During the first quarter, the Company received a favorable ruling related to certain previously unrecognized tax benefits, which resulted in the recognition of a net benefit of $0.3 million for the nine months ended September 30, 2021. The Company believes it is reasonably possible that, in the next 12 months, the amount of unrecognized tax benefits related to the resolution of federal, state, and foreign matters could be reduced by $1.0 million to $1.5 million as audits close and statutes expire.
15. Earnings per share (“EPS”)
The Company uses the two-class method of computing basic EPS due to the existence of non-vested restricted stock awards with nonforfeitable rights to dividends or dividend equivalents (referred to as participating securities). For the three and nine months ended September 30, 2021, no significant adjustments were made to net income for purposes of calculating basic and diluted EPS.
The following is a reconciliation of the weighted average shares used in diluted EPS computations.

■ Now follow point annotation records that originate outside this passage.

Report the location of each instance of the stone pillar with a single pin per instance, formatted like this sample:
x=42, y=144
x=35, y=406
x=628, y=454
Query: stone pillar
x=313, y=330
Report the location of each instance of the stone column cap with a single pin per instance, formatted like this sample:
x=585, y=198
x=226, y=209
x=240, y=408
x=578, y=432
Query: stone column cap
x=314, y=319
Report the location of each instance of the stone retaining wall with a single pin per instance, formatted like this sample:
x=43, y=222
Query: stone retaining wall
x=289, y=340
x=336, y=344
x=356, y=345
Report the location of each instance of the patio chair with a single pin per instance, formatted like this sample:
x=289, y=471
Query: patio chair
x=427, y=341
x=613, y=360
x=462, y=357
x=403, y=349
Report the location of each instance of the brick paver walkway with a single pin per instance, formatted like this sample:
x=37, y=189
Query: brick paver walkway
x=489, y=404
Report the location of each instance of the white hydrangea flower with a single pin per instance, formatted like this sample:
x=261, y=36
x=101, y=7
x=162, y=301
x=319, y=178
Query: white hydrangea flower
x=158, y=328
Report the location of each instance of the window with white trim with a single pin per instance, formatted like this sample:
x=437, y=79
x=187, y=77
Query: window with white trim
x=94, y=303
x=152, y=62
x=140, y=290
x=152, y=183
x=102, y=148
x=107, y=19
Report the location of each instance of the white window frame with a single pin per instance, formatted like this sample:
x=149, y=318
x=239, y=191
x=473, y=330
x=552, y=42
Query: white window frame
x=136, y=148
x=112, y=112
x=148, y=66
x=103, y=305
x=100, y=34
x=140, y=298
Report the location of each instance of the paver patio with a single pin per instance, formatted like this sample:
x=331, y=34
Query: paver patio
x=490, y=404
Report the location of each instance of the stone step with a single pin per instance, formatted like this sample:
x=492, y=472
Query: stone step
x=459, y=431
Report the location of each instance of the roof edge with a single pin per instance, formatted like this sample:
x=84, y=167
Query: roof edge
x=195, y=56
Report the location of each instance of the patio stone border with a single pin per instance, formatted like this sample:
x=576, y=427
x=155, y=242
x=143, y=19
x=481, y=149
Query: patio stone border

| | Three Months Ended September 30, | | | Nine Months Ended September 30, | |
| | 2021 | | | 2020 | | | 2021 | | | 2020 | |
Weighted average common shares-basic | | | 19,769,823 | | | | 19,335,718 | | | | 19,633,782 | | | | 19,217,057 | |
Effect of dilutive securities | | | | | | | | | | | | | | | | |
Unexercised stock options and stock purchase plan | | | — | | | | 10,607 | | | | — | | | | 41,701 | |
Unvested restricted stock awards and units | | | — | | | | 52,242 | | | | — | | | | 60,544 | |
Weighted average common shares-diluted | | | 19,769,823 | | | | 19,398,567 | | | | 19,633,782 | | | | 19,319,302 | |
There were 2,055,405 and 1,771,113 weighted average outstanding stock options and restricted stock awards and units not included in the diluted EPS computation for the three months ended September 30, 2021 and 2020, respectively, and 1,626,804 and 1,527,735 weighted average outstanding stock options and restricted stock awards and units not included in the diluted EPS computation for the nine months ended September 30, 2021 and 2020, respectively, because inclusion of these awards was anti-dilutive or, for performance-based and market-based restricted stock awards and units, all necessary conditions had not been satisfied by the end of the respective period.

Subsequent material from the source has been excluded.